鲤鱼将轮椅推近,开了箱子,里面全部是十两重,成色极好的金锭子,只有角落里摆着个象牙雕的小瓶,似乎是贮着酒的摸样。
鲤鱼看得这满眼的金光,也只是恬淡地翘了翘嘴角,道:「还是你知晓我的爱好。
」
这话听起来三分像是称赞,然而垂丝君听了却不领情地摇头道:「我只道你喜爱黄金白银与美酒,却不知道你为什么喜欢。
」
鲤鱼道:「你别的宝贝虽然也是好物,但我却不懂得鉴赏,日后若再与别人兑换成金银,只怕是要吃亏。
还不如直接要金银来得干脆。
而酒浆只是单纯爱好罢了。
」
垂丝君并不理解那些金银对于鲤鱼的作用。
「你一个出世修行之人,要这么多金银做什么。
就算是那五湖四海的龙君们,得了珍品大多也是摆来欣赏,却没听说过拿来花销的。
」
位列仙班的淡水龙族,全部是由得道的鲤鱼跃龙门而成,当年与殷朱离同在洞庭遨游的鲤鱼中,半数都已经跃过龙门,飞身成龙。
殷朱离非是无能,却总是抱守着某个不明的缘由留在地上。
他道:「我是地仙,只要一日踏足在这土址上,那些金银终究会有用的一天。
我也不理解你为何要留着那么许多财宝。
但你一定有自己的打算。
」
这话说中了垂丝君的心思。
朱离顿了顿,又道:「你带来的那个青年,并非如表面上那么单纯。
我虽无甚法力,却还粗通面相术数,他眉疏而秀长,主机敏聪慧,眼细深长,却又带着些邪气,而再者双唇薄而嘴角微坠,又分明是刻薄寡恩的情形。
相由心生,你又怎可不提防。
」
垂丝君默默听完鲤鱼的话,也不辩驳,只是微微点了点头道:「这事我有分寸。
」
殷朱离自知撼动不了他的决定,也惟有苦笑着看他再走回洞中。
垂丝君刚走进洞中,便听见听醴潭那边一阵??的自言自语,于是猜想着常留瑟是不是在偷懒,便加紧了步伐要进去监督。

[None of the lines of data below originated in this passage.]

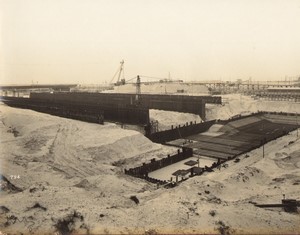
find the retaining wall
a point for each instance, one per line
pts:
(81, 111)
(179, 103)
(180, 132)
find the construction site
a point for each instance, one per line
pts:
(170, 154)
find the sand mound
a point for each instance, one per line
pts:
(290, 162)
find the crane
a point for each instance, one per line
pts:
(119, 72)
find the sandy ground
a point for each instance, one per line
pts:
(71, 177)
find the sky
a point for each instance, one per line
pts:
(83, 41)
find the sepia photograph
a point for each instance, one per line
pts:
(149, 117)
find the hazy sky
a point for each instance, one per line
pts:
(83, 41)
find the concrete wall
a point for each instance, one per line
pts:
(129, 114)
(179, 103)
(180, 132)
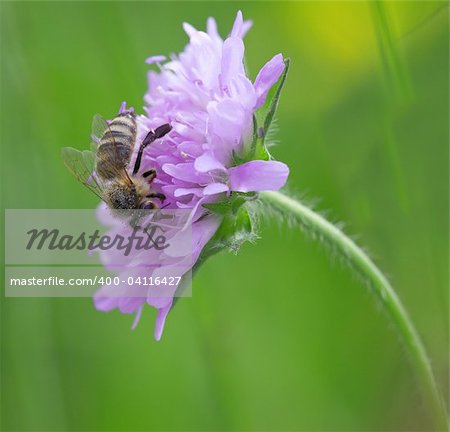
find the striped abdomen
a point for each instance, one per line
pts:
(116, 146)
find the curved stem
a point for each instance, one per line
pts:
(392, 305)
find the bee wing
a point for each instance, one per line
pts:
(100, 127)
(82, 165)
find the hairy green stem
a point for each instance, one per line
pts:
(365, 267)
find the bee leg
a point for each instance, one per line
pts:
(158, 195)
(159, 132)
(149, 175)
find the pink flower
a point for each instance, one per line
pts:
(206, 96)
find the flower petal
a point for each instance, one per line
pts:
(206, 162)
(215, 188)
(267, 77)
(155, 59)
(258, 176)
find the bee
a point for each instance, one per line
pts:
(105, 168)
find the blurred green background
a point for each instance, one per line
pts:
(278, 337)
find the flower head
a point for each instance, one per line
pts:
(209, 156)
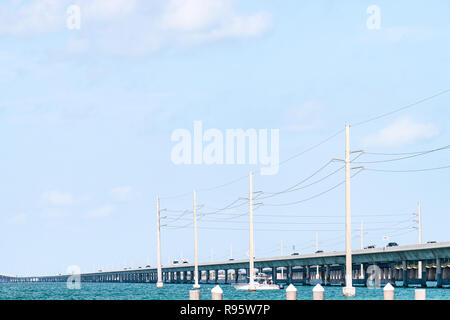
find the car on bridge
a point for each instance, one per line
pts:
(392, 244)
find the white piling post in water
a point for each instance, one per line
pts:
(318, 292)
(420, 294)
(388, 292)
(194, 294)
(217, 293)
(291, 293)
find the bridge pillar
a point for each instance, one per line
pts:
(405, 273)
(438, 273)
(424, 273)
(289, 274)
(308, 275)
(274, 274)
(326, 280)
(392, 274)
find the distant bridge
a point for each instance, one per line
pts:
(392, 264)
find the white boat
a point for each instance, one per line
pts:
(261, 282)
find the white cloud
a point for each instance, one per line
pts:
(107, 9)
(403, 131)
(57, 198)
(36, 16)
(122, 193)
(134, 27)
(206, 20)
(303, 118)
(101, 212)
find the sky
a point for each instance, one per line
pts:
(87, 115)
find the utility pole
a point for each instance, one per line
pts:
(196, 284)
(159, 283)
(348, 290)
(419, 227)
(317, 249)
(252, 249)
(362, 247)
(282, 247)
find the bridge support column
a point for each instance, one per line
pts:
(438, 273)
(405, 273)
(326, 280)
(308, 276)
(424, 273)
(289, 274)
(274, 274)
(392, 274)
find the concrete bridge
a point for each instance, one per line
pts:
(392, 264)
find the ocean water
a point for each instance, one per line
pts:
(144, 291)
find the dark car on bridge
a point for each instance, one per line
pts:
(392, 244)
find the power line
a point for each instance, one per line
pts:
(406, 157)
(413, 170)
(312, 147)
(402, 108)
(312, 197)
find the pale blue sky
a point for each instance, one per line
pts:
(86, 118)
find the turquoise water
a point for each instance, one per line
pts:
(139, 291)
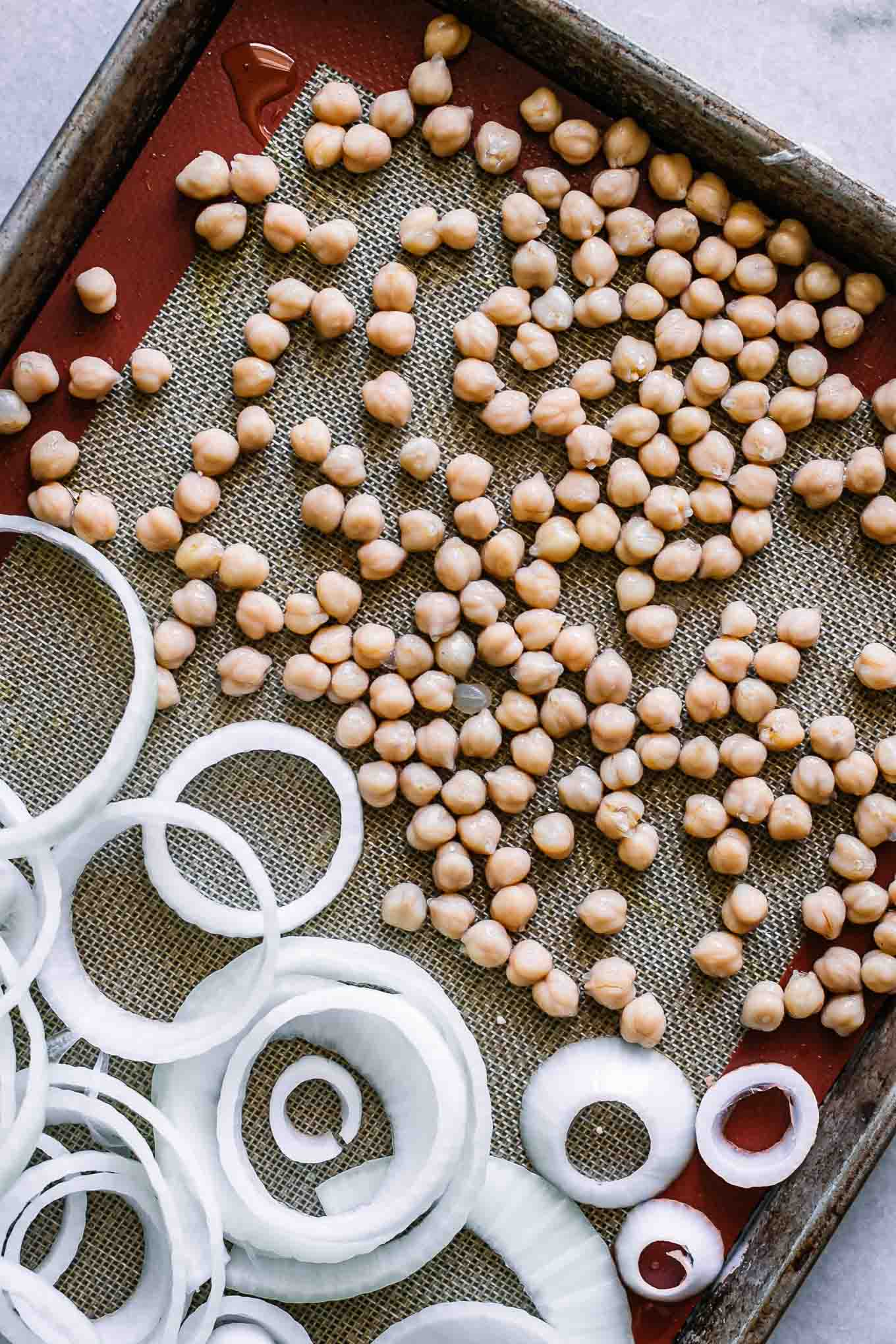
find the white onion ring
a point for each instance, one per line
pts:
(47, 1300)
(235, 740)
(74, 997)
(46, 893)
(774, 1164)
(126, 742)
(669, 1221)
(253, 1311)
(473, 1323)
(609, 1069)
(19, 1133)
(186, 1090)
(418, 1082)
(198, 1252)
(315, 1148)
(77, 1173)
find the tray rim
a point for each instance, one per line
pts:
(59, 205)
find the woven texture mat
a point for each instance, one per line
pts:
(65, 674)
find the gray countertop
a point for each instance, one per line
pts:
(820, 72)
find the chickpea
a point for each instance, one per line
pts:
(856, 773)
(754, 700)
(547, 186)
(611, 983)
(453, 867)
(580, 217)
(632, 233)
(242, 671)
(497, 148)
(516, 713)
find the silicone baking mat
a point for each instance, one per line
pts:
(63, 651)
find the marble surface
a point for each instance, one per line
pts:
(817, 70)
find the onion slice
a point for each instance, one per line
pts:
(188, 1097)
(474, 1323)
(774, 1164)
(684, 1226)
(609, 1069)
(315, 1148)
(108, 776)
(252, 1311)
(74, 997)
(49, 1301)
(234, 740)
(421, 1088)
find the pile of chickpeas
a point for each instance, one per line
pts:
(379, 677)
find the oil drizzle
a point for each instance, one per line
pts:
(260, 74)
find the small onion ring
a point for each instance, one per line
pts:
(773, 1164)
(315, 1148)
(418, 1082)
(74, 997)
(253, 1311)
(47, 893)
(235, 740)
(474, 1323)
(49, 1301)
(126, 742)
(669, 1221)
(609, 1069)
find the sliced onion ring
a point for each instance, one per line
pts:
(315, 1148)
(420, 1085)
(774, 1164)
(74, 997)
(109, 775)
(49, 1301)
(252, 1311)
(609, 1069)
(669, 1221)
(186, 1092)
(474, 1323)
(47, 894)
(234, 740)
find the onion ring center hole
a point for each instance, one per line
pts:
(664, 1264)
(314, 1107)
(133, 947)
(107, 1268)
(65, 669)
(607, 1141)
(758, 1120)
(281, 805)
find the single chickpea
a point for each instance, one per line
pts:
(254, 429)
(53, 456)
(497, 148)
(813, 780)
(611, 983)
(744, 909)
(34, 376)
(634, 589)
(488, 944)
(742, 754)
(764, 1009)
(632, 233)
(242, 671)
(852, 859)
(580, 217)
(157, 530)
(513, 906)
(856, 773)
(90, 379)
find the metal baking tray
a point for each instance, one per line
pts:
(80, 174)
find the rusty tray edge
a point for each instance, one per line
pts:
(81, 171)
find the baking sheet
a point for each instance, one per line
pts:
(200, 324)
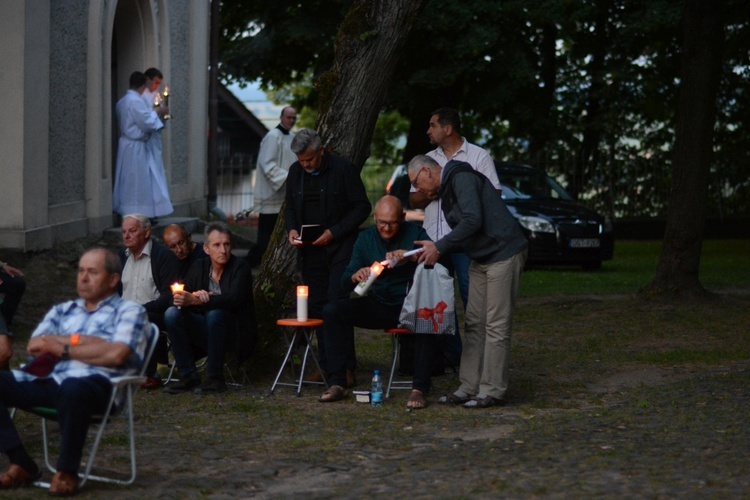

也正是因为心中有了想法,垂丝君并没有发觉在他的脚边,有一道从听醴潭悄悄带出,又匆匆赶回的水痕。
「我并没有躲懒!
」常留瑟泡在水里委屈道,「方才运功行了一个大周天,之后就感觉筋脉胀痛,也不敢再擅自作主张,正想着要不要出去找你回来呢!
」
...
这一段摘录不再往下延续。